Why does the UK think Syria has a $57bn captagon industry?
When the United Kingdom announced sanctions on Tuesday against several people in the Middle East accused of trafficking the amphetamine known as captagon the statement took many people by surprise.
Not because of the men targeted, but because the British estimated Syria's captagon trade to be worth $57bn annually.
When the entire GDP of neighbouring Jordan stands at $45bn, it seemed an outlandish number for a war-torn country with a notoriously shattered economy. The figure was subsequently reported without comment by the media, including the Financial Times.
Captagon experts previously estimated the drug to have a retail market of $5.7bn in 2021. Was this latest number a mistaken slip of a decimal point?
A source close to the UK Foreign, Commonwealth and Development Office's decision told Middle East Eye that the figure of $57bn was reached through intelligence and "external sources online".
One of those sources, the source said, was Charles Lister, a senior fellow at Washington-based think tank the Middle East Institute (MEI).
On 9 January, Lister published an analysis on MEI's website, saying: "In 2021, authorities across the Middle East and as far afield as Malaysia, Nigeria, and Sudan seized at least $5.7bn of captagon produced and smuggled abroad by Syria’s regime."
"Security officials estimate that seizures of Syrian captagon account for only 5-10 percent of the overall trade, which suggests the total value in 2021 was at least $57bn - or ten times the country’s annual budget," he added.
'I think this puts their credibility on this sanctions action and on Syria more generally in serious question'
– Sam Heller, Syria analyst
But in April last year, the New Lines Institute said it had compiled data that estimated 2021's entire captagon retail market to be worth at least $5.7bn, based on the retail value of annual captagon seizures.
"However, this market estimate is extrapolated from somewhat limited data, solely calculated from reported seizures (mostly large seizures, thus excluding a large number of street-level seizures that go unreported) and the average price per tablet in the region, indicating that the total value of the captagon trade could be much larger," it said.
Lister has not responded to MEE's requests for comment.
Sam Heller, a fellow at Century International and a Syria analyst, believes the $57bn figure offered by the UK and Lister is not credible, saying: "the reality of this is so obviously absurd.
"There’s obviously political and media attention on captagon trafficking now," he told MEE, adding that the UK government has made a mistake by publicising what appears to him to be a massively inflated number.
"I think this puts their credibility on this sanctions action and on Syria more generally in serious question."
Captagon is known on the street in the Middle East as Abu Hilalain, named for its distinct two crescents impressed on each pill.
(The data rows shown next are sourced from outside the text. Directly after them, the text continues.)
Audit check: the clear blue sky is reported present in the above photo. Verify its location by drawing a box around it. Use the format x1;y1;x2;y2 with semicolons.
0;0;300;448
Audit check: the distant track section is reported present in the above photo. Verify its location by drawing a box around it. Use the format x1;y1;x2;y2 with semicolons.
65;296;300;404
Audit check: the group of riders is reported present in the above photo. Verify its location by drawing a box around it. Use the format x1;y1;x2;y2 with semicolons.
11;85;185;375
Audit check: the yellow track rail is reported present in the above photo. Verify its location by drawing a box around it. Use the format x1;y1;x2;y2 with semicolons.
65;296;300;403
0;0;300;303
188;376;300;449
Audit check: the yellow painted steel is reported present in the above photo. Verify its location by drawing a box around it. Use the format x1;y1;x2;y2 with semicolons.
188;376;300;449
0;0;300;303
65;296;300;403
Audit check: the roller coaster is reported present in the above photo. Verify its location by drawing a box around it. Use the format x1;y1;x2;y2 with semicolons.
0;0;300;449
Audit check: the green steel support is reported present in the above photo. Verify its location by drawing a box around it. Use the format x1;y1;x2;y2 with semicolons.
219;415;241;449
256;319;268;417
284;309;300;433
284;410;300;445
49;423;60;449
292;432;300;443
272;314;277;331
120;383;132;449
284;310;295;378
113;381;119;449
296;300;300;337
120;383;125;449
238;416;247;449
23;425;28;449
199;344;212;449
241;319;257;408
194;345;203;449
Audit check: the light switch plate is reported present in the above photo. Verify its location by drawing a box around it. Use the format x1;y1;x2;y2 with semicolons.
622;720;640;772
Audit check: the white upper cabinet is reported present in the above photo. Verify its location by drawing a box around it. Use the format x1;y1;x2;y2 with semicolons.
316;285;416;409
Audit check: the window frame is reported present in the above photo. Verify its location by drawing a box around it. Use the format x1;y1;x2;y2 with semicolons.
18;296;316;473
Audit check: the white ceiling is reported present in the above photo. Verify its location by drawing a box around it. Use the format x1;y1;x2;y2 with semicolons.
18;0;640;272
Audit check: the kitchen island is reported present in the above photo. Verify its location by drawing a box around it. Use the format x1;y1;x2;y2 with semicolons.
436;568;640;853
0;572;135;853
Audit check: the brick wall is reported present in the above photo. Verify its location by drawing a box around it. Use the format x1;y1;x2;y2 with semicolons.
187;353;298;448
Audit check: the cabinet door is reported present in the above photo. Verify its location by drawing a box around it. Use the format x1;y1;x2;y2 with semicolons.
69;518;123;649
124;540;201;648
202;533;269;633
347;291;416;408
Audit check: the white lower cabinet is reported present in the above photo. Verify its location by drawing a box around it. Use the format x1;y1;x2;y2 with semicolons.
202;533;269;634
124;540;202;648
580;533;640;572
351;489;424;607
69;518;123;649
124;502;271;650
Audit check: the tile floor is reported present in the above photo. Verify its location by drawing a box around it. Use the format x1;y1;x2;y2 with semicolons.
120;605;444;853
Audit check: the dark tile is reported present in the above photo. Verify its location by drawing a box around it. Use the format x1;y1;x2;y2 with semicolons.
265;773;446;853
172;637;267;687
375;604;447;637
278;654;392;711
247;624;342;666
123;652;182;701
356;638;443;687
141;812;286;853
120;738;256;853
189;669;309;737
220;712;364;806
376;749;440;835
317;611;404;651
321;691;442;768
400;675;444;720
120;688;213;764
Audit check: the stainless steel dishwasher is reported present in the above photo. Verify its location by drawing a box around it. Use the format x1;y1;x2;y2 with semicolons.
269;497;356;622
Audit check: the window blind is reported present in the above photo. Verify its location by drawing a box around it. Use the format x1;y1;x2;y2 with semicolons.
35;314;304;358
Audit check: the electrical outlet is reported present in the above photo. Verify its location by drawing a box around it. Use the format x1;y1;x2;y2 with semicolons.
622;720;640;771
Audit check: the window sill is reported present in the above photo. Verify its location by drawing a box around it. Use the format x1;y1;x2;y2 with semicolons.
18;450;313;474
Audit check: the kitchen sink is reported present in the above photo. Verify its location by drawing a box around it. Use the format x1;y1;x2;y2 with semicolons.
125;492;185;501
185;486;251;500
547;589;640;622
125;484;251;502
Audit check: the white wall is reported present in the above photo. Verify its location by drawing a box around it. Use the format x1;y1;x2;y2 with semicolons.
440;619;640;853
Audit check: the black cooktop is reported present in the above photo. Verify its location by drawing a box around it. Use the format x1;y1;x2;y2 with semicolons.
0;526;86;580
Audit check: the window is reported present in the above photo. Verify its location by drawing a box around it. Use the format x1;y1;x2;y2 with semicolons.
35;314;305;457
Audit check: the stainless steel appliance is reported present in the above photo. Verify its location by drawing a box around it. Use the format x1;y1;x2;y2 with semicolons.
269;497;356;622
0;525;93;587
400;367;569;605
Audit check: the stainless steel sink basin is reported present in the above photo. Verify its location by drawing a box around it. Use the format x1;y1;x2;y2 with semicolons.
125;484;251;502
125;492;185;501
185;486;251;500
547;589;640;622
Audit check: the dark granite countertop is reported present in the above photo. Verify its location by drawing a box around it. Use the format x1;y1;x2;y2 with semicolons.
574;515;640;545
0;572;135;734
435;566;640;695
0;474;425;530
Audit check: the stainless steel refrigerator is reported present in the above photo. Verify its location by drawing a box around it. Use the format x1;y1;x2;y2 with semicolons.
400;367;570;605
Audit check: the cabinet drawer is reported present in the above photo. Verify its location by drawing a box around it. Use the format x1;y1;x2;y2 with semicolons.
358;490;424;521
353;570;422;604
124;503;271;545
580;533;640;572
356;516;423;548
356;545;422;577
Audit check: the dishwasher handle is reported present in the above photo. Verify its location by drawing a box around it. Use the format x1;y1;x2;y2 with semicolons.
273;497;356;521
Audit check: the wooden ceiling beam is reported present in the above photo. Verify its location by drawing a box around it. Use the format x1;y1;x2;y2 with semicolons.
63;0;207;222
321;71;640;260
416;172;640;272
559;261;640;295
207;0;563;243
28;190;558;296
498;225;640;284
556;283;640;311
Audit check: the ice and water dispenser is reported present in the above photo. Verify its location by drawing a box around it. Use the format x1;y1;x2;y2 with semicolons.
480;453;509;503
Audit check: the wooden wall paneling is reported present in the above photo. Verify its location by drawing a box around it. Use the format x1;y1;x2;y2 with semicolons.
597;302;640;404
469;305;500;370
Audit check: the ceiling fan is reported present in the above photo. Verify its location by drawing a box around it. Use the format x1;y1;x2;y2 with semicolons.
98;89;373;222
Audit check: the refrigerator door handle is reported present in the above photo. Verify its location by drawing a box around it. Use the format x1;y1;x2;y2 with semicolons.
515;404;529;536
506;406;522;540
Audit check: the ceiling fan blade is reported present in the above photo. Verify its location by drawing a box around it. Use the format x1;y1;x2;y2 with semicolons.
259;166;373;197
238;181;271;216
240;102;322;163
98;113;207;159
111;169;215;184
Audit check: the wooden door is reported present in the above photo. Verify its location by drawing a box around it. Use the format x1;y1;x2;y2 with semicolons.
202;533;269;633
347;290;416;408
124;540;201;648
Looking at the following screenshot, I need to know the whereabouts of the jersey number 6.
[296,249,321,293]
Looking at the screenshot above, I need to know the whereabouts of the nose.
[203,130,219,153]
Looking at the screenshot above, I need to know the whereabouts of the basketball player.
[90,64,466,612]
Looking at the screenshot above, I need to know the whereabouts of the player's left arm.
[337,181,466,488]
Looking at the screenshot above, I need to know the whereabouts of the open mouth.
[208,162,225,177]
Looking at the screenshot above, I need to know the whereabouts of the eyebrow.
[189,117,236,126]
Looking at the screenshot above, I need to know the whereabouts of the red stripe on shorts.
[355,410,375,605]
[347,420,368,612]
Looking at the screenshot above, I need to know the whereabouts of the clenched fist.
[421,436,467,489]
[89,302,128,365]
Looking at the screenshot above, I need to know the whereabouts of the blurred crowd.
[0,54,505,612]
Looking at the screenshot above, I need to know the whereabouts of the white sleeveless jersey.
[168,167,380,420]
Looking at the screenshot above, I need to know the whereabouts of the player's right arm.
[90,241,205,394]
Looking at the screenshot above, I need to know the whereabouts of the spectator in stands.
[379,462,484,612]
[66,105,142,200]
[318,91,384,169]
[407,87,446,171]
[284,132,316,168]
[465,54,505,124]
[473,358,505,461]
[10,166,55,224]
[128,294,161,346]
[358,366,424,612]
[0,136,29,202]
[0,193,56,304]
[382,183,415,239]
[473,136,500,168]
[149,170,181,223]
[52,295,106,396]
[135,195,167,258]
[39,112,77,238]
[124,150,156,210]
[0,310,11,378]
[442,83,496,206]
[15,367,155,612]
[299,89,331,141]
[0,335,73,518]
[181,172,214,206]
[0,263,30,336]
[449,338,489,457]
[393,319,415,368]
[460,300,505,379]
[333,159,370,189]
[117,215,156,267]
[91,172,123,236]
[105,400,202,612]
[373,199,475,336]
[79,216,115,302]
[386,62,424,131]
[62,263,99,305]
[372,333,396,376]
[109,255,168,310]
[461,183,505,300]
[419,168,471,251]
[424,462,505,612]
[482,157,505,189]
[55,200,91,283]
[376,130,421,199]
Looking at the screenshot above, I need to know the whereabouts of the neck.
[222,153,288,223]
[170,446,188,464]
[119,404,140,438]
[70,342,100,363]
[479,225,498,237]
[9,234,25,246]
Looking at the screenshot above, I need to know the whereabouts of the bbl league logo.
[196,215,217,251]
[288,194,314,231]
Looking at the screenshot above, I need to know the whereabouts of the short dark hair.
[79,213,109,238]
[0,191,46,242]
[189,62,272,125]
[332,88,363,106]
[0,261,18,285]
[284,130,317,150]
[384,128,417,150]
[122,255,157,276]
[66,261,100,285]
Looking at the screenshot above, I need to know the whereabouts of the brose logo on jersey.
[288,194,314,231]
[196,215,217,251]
It costs a few dollars to produce and sells at almost triple the price.
The stimulant began to be used widely in Syria during the civil war, and the country has become a major exporter to other markets, primarily in the Middle East and particularly Saudi Arabia.
The Foreign Office said that 80 percent of the world’s supply is produced in Syria and shipped from the port of Latakia. Images of captagon shipments being discovered disguised as pomegranates and other goods have gone viral online.
Captagon was a legal drug for almost 25 years. It was developed in West Germany in 1961 and was prescribed for the treatment of depression and for ADHD in children. However, in 1986, the World Health Organization labelled it a controlled substance.
Bulgaria was for a long time a significant producer of the drug, but a crackdown on laboratories forced the production to shift to Syria in the late 1990s and early 2000s.
Now it is believed captagon's production is condoned and facilitated by the Syrian government.